Ultimately these signals are converted into relationships – or links. The process for converting signals to links is proprietary but very powerful.

Please Rob Me

Not every use for social networking is a positive one. Building on the Foursquare application’s ability to post to Twitter, and the belief that Twitter account owners could be identified to their house or location, the site Please Rob Me offered information about anyone who wasn’t home so that thieves could burglarize their place. There aren’t documented situations where the site was used for this purpose – but it did create awareness of concern for what we’re sharing.

Many photos taken by cell phones have the GPS data embedded in them – data that can be used to either identify a home address if the person was taking a picture of their new flowers, or that they’re away from home as they take a picture in a scenic national park. The potential to use this data for nefarious activities is a very real risk to the growing sophistication of social networks.

Picture This

One of my favorite things that has now been turned off is a feature that allowed you to map your LinkedIn connections. He’s what my network looked like back in 2012. This visualization allowed me to put clusters into groups and I got to see how my groups overlapped. When this was created, I was already more than 10 years into SharePoint so that part of my network is large. It’s not surprising that Microsoft (the maker of SharePoint) is another large block of people. The other groups represent clients or other areas that I spent a lot of time.
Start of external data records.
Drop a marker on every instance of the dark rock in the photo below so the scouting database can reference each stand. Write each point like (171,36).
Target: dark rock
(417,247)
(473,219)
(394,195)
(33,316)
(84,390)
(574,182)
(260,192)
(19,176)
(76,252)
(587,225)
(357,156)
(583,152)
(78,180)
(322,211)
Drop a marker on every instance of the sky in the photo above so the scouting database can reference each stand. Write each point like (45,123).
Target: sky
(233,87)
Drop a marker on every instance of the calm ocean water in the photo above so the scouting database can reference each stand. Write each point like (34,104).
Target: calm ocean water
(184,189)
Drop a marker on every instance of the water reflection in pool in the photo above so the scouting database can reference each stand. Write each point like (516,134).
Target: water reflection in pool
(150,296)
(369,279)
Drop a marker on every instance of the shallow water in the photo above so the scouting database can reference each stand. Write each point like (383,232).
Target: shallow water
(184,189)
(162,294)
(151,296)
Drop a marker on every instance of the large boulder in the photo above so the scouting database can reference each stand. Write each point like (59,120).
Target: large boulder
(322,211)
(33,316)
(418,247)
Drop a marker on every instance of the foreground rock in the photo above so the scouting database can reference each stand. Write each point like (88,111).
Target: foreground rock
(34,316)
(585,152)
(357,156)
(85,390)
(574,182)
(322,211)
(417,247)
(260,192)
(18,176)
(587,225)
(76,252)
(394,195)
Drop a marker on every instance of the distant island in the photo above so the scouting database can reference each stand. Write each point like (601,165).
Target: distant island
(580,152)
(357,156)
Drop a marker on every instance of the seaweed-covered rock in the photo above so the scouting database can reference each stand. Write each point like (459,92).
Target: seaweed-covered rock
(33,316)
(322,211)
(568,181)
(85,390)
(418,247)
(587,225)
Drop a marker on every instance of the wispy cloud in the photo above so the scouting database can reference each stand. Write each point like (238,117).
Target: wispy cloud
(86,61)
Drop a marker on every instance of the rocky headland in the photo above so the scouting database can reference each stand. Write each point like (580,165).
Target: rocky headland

One could quite successfully argue that this doesn’t mean anything and it doesn’t change any behavior (the marker I use with clients for key performance indicators). I will say that when I created it, I was surprised to see that the SharePoint cloud was larger than pretty much all the others. Similarly, I was surprised at how many disconnected people were connected between the groups.

Hopefully, as our experience with social graphs improves, we’ll find better ways to find insight out of these graphs, and more importantly better ways to go about Analyzing the Social Web.